Muchos de los vecinos secundaron sus palabras desde sus casas o desde las galerías con mueras y vivas. Sus hostiles ademanes y sus insultos inquietaron a la gente de Jovellanos. Los alguaciles retrocedieron hacia ellos, por si había que protegerlos En eso que un hombre surgió de un rincón y se encaró con la mujerona. Jovellanos lo conocía por haberle visto en la Fundición de Artillería.

—¡Calla, estúpida...! Si no fuese por el asistente y su gente, qué sería de nosotros. Yo no quiero mendigar a la puerta de los conventos por un pedazo de pan, ni tener que pagar el aceite que los señores nos roban con sus pesos trucados. ¡El asistente está repartiendo tierras a los pobres en Sierra Morena!

—¡Mentira! Las vende con usura a extranjeros. Y luego estos hacen esclavos toda su vida con deudas a los paisanos que han engañado —replicó ella, echándole mano a la pechera de su camisa—. ¡Olavide es un bribón que quiere hacerse rico como sus amigos ateos! Todos son unos farsantes. Mirad a esa
marquesita
tan bien vestida y con ese sombrerito, que sabe leer y come fino, y miradme a mí, con treinta años, que ya no puedo ni con los huesos...

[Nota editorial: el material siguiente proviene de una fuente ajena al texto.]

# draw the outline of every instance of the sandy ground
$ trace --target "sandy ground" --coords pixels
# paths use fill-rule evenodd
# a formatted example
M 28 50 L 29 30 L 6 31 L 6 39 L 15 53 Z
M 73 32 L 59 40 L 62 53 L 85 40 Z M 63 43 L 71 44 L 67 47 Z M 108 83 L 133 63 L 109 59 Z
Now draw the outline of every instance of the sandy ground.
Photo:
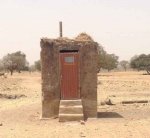
M 150 104 L 120 104 L 122 100 L 150 99 L 150 76 L 142 72 L 98 74 L 98 118 L 59 123 L 58 118 L 40 120 L 39 73 L 0 78 L 0 94 L 25 95 L 0 98 L 0 138 L 150 138 Z M 103 105 L 111 98 L 115 105 Z

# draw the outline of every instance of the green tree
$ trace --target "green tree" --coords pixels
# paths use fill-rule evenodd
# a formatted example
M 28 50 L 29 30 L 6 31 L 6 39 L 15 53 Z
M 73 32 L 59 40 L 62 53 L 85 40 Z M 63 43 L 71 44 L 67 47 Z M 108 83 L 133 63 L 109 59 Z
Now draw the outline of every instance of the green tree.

Hubo voces de aliento hacia la mujer.

Esa mención a Mariana sobrepasó la paciencia de Jovellanos. Había esperado que aquella gente le transmitiese sus inquietudes, e incluso sus quejas por no saber atrapar al asesino; pero no que se hiciesen eco de los más viles bulos que esparcían los sicofantes de oficio. Jovellanos saltó a la alberca y desde ella se encaramó al brocal del pozo. Al verle allí de pie, observándoles todo serio, los vecinos enmudecieron de repente. Estaba dispuesto a replicar, aunque no con otros argumentos que se opusiesen a sus burdas soflamas, sino apelando a su sentido moral.

—¡Vergüenza debería darles! —dijo, sin elevar mucho la voz—. Fíjense en ese cuerpo extendido a mis pies. Hay un asesino que le ha matado y que le ha cortado la cabeza, sí. ¿Pero quién le consintió en vida a él que a su vez cometiese uno de los crímenes más reprobables? ¿Quién se calló y quién no lo denunció a la justicia por degradar a sus tres hermanas? ¡Ninguno de los que ahora veo a mi alrededor! Esas pobres mujeres lloran ahora allá dentro sin que ninguno de sus vecinos comparta su dolor... Y mucho me temo que no tardará en que tengan que abandonar como apestadas este corral. ¡Espero que tal cosa no suceda, porque entonces aquí solo quedará bajeza y cobardía!